OpenAI releases o1, its first model with ‘reasoning’ abilities

@nave@lemmy.ca · edit-2 7 days ago

OpenAI releases o1, its first model with ‘reasoning’ abilities

@Voroxpete@sh.itjust.works · 6 days ago

This example doesn’t prove what you think it does. It shows pattern detection - something computers are inherently very well suited for - but it doesn’t demonstrate “reasoning” in any meaningful way.

@kromem@lemmy.world · 6 days ago

You should really look at the full CoT traces on the demos.

I think you think you know more than you actually know.

@Voroxpete@sh.itjust.works · 5 days ago

You mean like this chain of thought?

@kromem@lemmy.world · 5 days ago

Actually, they are hiding the full CoT sequence outside of the demos.

What you are seeing there is a summary, but because the actual process is hidden it’s not possible to see what actually transpired.

People are very not happy about this aspect of the situation.

It also means that model context (which in research has been shown to be much more influential than previously thought) is now in part hidden with exclusive access and control by OAI.

There’s a lot of things to be focused on in that image, and “hur dur the stochastic model can’t count letters in this cherry picked example” is the least among them.
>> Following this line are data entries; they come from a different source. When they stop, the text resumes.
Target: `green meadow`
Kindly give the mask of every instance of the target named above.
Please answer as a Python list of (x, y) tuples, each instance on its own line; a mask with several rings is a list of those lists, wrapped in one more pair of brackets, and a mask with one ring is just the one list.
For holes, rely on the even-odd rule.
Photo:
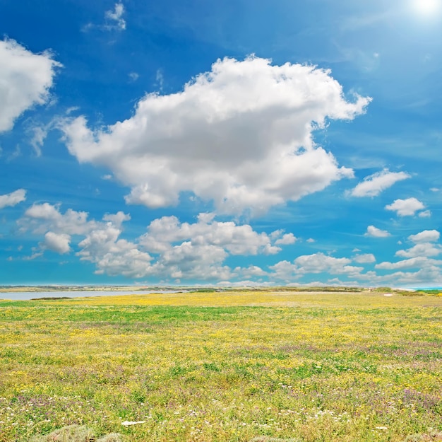
[(442, 440), (441, 308), (364, 291), (0, 301), (0, 442), (71, 425), (81, 442)]

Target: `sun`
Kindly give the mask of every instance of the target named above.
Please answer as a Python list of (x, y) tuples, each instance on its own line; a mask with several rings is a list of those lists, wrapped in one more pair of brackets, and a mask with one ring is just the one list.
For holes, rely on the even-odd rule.
[(434, 13), (440, 6), (441, 0), (414, 0), (414, 8), (422, 14)]

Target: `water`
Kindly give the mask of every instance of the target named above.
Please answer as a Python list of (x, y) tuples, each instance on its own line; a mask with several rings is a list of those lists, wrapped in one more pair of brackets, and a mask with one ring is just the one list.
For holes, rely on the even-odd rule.
[(87, 296), (121, 296), (121, 295), (144, 295), (151, 293), (178, 293), (182, 290), (140, 290), (134, 291), (6, 291), (0, 293), (0, 299), (27, 301), (38, 298), (85, 298)]

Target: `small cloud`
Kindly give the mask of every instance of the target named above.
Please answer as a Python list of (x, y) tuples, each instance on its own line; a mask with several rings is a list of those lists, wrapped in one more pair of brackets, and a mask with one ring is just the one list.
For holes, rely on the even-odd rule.
[(416, 235), (410, 235), (408, 239), (417, 244), (418, 243), (434, 243), (439, 240), (441, 233), (438, 231), (422, 231)]
[(10, 153), (6, 158), (7, 163), (11, 163), (11, 161), (13, 161), (16, 158), (18, 158), (19, 156), (21, 156), (21, 149), (20, 149), (20, 146), (17, 144), (16, 146), (16, 150)]
[(282, 238), (280, 238), (276, 240), (275, 244), (280, 244), (282, 245), (287, 245), (288, 244), (294, 244), (297, 240), (297, 237), (293, 233), (286, 233), (282, 235)]
[(48, 127), (37, 126), (31, 129), (33, 134), (30, 142), (37, 156), (41, 156), (42, 155), (42, 146), (47, 136), (48, 129)]
[(395, 182), (411, 178), (405, 172), (390, 172), (384, 169), (364, 179), (351, 192), (352, 197), (376, 197), (381, 192), (393, 186)]
[(364, 236), (371, 236), (372, 238), (387, 238), (390, 235), (390, 233), (387, 231), (382, 231), (374, 226), (369, 226), (366, 229), (366, 233)]
[(358, 262), (359, 264), (370, 264), (371, 262), (376, 262), (376, 258), (372, 253), (363, 253), (362, 255), (357, 255), (353, 261)]
[(81, 28), (81, 32), (88, 33), (92, 29), (100, 30), (124, 30), (126, 21), (123, 18), (124, 5), (122, 3), (116, 3), (114, 9), (104, 12), (104, 24), (95, 25), (92, 23), (86, 23)]
[(417, 211), (425, 209), (425, 206), (416, 198), (407, 198), (395, 199), (391, 204), (386, 206), (386, 209), (395, 211), (398, 216), (412, 216)]
[(71, 236), (69, 235), (47, 232), (44, 235), (44, 243), (41, 243), (40, 245), (42, 249), (47, 249), (63, 255), (71, 251), (70, 243)]
[(0, 195), (0, 209), (7, 207), (16, 206), (26, 199), (26, 191), (24, 189), (18, 189), (15, 192)]
[(136, 81), (140, 78), (140, 74), (137, 72), (129, 72), (128, 75), (131, 82)]
[(104, 28), (109, 30), (124, 30), (126, 21), (123, 18), (124, 13), (124, 5), (122, 3), (116, 3), (114, 11), (107, 11), (104, 13), (104, 18), (107, 21)]
[(431, 212), (429, 210), (424, 210), (419, 214), (419, 218), (429, 218), (431, 216)]
[(162, 91), (162, 86), (165, 83), (165, 77), (161, 69), (157, 69), (155, 75), (155, 86), (158, 86), (160, 91)]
@drspod@lemmy.ml · 6 days ago

Got a link to that?

@kromem@lemmy.world · edit-2 6 days ago

Yep:

https://openai.com/index/learning-to-reason-with-llms/

First interactive section. Make sure to click “show chain of thought.”

The cipher one is particularly interesting, as it’s intentionally difficult for the model.
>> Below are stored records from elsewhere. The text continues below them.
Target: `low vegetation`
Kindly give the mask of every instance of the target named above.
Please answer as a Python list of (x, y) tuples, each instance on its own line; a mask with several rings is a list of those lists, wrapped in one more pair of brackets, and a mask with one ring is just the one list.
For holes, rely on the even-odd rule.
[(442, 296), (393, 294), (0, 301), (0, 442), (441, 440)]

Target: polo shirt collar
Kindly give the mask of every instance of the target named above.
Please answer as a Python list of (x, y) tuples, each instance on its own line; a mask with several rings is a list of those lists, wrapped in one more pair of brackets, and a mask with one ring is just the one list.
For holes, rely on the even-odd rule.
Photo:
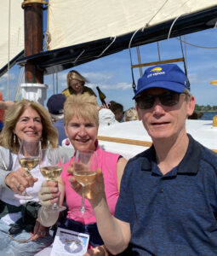
[[(177, 169), (177, 173), (197, 174), (199, 166), (198, 160), (201, 159), (202, 154), (201, 148), (200, 144), (196, 142), (190, 134), (187, 134), (187, 136), (189, 138), (187, 151), (180, 163), (175, 168)], [(151, 172), (153, 165), (157, 165), (154, 145), (152, 144), (146, 153), (141, 165), (141, 170)]]

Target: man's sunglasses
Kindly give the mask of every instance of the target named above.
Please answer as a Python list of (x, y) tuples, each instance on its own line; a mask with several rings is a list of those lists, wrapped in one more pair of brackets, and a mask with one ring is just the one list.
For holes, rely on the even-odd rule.
[[(185, 92), (183, 92), (186, 94)], [(140, 109), (151, 108), (154, 106), (155, 99), (158, 98), (162, 105), (166, 107), (172, 107), (176, 105), (180, 101), (181, 93), (168, 90), (157, 95), (142, 95), (135, 98), (137, 106)]]

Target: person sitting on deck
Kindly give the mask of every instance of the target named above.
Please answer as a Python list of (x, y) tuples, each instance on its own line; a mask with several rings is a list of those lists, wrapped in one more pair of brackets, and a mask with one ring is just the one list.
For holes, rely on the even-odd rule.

The tokenizer is famously bad at two letter counts, which is why previous models can’t count the number of rs in strawberry.

So the cipher depends on two letter pairs, and you can see how it screws up the tokenization around the xx at the end of the last word, and gradually corrects course.

Will help clarify how it’s going about solving something like the example I posted earlier behind the scenes.

@FatCrab · 5 days ago

I think if you can actually define reasoning, your comments (and those like yours) would be much more convincing. I’m just calling yours out because I’ve seen you up and down in this thread repeating it, but it’s a general observed of the vocal critics of the technology overall. Neither intelligence nor reasons (likewise understanding and knowing, for that matter) are easily defined in a way that is more useful than invoking spirits and ghosts. In this case, detecting patterns certainly seems a critical component of what we would consider to be reasoning. I don’t think it’s sufficient, buy it is absolutely necessary.

@Voroxpete@sh.itjust.works · 5 days ago

While truly defining pretty much any aspect of human intelligence is functionally impossible with our current understanding of the mind, we can create some very usable “good enough” working definitions for these purposes.

At a basic level, “reasoning” would be the act of drawing logical conclusions from available data. And that’s not what these models do. They mimic reasoning, by mimicking human communication. Humans communicate (and developed a lot of specialized language with which to communicate) the process by which we reason, and so LLMs can basically replicate the appearance of reasoning by replicating the language around it.

The way you can tell that they’re not actually reasoning is simple; their conclusions often bear no actual connection to the facts. There’s an example I linked elsewhere where the new model is asked to list states with W in their name. It does a bunch of preamble where it spells out very clearly what the requirements and process are; assemble a list of all states, then check each name for the presence of the letter W.

And then it includes North Dakota, South Dakota, North Carolina and South Carolina in the list.

Any human being capable of reasoning would absolutely understand that that was wrong, if they were taking the time to carefully and systematically work through the problem in that way. The AI does not, because all this apparent “thinking” is a smoke show. They’re machines built to give the appearance of intelligence, nothing more.

When real AGI, or even something approaching it, actually becomes a thing, I will be extremely excited. But this is just snake oil being sold as medicine. You’re not required to buy into their bullshit just to prove you’re not a technophobe.